一昨年のJCJ賞・映画「標的」(福岡支部推薦)は、その後、日本各地で上映され好評。「標的」は同年秋、韓国・釜山国際映画祭の招待作品となった後、同映画祭の「安鍾泌(アン・ジョンピル)自由言論賞」に選ばれたほか、昨年の福岡インディペンデント映画祭で「最優秀ドキュメンタリー映画賞」も獲得するなど高い評価を得ている。
監督の西嶋真司さんはJCJ福岡支部幹事でもあり、4月の支部幹事会で、支部が主導して上映会を実現することを決めた。そこで支部では、福岡市に本社がある映画配給会社「九州シネマ・アルチ」に働きかけた。
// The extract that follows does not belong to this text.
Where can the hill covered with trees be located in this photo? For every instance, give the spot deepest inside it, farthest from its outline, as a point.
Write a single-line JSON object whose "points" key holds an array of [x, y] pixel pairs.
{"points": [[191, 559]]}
同社代表と支部会員の数人が知己で、話がとんとん拍子で進んだ。
「標的」は福岡市内の会場で、午前、午後の2回、上映が実現した。上映会には西嶋監督と、東京から「主演」の植村隆さんも駆けつけ、2回上映の合間に、二人の対談もあった。
ところで、上映会は当初、福岡市が名義後援していたが、6月2日になって福岡市は名義後援を取り消すと九州シネマ・アルチに連絡してきた。福岡市は「『安倍政治』との闘いがはじまる」と書かれた「標的」上映会のチラシを見たという市民から「市として後援するのは不適切ではないか」との匿名電話が市にあったことを理由に「名義後援」の是非を再協議した結果、「内容が政治的な立場など特定の主義主張に立脚しており、行政の中立性を損なうおそれがある」と判断して取り消したという。
その後、この件が西日本、毎日の2紙で報じられ、福岡市への関係者の怒りを買った。その影響もあり、上映会には200人以上の観客が集まり盛況だった。
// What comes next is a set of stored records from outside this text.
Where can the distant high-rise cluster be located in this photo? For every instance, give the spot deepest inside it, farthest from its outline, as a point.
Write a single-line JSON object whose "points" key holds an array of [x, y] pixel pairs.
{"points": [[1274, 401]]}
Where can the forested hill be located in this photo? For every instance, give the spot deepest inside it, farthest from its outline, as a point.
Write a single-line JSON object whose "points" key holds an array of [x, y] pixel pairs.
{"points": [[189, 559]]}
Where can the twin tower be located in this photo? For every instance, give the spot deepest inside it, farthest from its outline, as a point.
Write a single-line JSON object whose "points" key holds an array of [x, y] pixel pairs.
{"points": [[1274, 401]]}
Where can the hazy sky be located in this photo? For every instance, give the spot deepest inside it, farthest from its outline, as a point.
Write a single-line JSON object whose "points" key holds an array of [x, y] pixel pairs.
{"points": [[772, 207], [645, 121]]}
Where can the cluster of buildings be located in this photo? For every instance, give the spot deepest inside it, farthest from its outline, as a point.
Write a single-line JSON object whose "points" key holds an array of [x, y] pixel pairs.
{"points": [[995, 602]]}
西嶋、植村両氏の対談でも、福岡市の名義後援取り消しに言及。「マスコミを抑え込もうとしている安倍政権以来の政権に忖度したと考えられる福岡市の姿勢は民主主義に反する。この映画の内容でもある、捏造記者と言われ名誉を傷つけられたとして起こした裁判に敗訴させた裁判所の姿勢も含めて批判を展開した。